ユニオン最新鋭の医療技術は少女の一命を取りとめさせたまでで、その意識を取り戻すだけには満たなかった。
筋肉や血管の再生は間に合った。各臓器も壊死になる事態までにはならなかった。
ただ人の意識を司る脳の機能だけは、著しい傷を残したままになっていた。
脳科学とて他部門に劣ってるわけでもないのに、脳細胞の再生だけが遅々として進められない。
何よりも医者達を震撼させたのは、その決定的な破滅の要因が過去観測されたことのない未知の因子によるものだと判明したことだ。

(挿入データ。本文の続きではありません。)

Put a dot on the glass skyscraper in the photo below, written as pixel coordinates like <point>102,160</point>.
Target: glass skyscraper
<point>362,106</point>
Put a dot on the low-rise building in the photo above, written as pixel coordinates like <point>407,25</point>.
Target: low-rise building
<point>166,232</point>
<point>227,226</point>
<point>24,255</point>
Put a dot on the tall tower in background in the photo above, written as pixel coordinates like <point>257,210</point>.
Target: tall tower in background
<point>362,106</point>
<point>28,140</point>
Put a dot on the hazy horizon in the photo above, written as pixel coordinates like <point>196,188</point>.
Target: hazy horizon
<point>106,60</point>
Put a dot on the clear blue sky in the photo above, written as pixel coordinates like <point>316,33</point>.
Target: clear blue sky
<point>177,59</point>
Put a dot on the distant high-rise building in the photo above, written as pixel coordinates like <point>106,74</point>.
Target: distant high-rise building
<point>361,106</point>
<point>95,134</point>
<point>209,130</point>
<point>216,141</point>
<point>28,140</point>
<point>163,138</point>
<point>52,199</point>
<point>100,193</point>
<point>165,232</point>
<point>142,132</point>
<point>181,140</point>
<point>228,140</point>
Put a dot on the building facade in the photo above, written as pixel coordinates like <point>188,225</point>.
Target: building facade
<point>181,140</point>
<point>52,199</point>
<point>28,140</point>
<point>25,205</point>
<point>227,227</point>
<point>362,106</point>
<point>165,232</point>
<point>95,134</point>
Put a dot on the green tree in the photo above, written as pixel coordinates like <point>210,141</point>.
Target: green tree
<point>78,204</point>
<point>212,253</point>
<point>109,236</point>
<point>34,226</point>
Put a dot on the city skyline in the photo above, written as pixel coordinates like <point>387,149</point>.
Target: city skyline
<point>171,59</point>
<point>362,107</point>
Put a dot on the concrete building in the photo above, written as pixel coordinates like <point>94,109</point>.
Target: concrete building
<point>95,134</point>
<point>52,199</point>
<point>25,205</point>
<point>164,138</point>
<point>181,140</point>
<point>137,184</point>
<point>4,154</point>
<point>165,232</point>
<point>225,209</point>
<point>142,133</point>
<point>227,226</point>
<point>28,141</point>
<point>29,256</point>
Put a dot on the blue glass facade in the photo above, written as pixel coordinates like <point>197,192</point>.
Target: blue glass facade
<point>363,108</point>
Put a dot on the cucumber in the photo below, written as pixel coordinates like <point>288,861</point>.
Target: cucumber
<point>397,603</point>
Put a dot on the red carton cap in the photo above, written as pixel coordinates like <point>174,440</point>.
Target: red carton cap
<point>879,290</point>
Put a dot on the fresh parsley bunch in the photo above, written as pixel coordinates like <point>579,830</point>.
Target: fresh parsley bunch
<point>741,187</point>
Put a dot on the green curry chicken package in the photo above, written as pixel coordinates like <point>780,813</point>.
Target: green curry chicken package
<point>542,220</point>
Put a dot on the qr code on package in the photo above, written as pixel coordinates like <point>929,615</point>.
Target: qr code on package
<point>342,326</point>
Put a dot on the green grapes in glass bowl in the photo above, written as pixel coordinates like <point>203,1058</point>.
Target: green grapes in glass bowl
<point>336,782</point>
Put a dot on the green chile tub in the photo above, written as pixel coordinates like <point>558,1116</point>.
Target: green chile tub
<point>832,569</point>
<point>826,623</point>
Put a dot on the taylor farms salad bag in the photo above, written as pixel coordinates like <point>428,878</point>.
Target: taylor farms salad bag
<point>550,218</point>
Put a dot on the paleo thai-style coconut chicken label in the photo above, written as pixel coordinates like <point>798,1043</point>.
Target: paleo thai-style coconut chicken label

ここまで技術が進み過ぎていなければ分からなかったことだろう。
ウイルスや細菌ですらない、脳を破壊させる毒素以外なにも分からない事実が彼らをさらに恐怖させた。
施設内は軽いパニック状態まで陥るところだったが結局感染性はないものと結論づけられ、
より大きな専門的な治療研究が行われている施設へと搬入されて、俄かに街を騒がせた一件として幕を閉じた。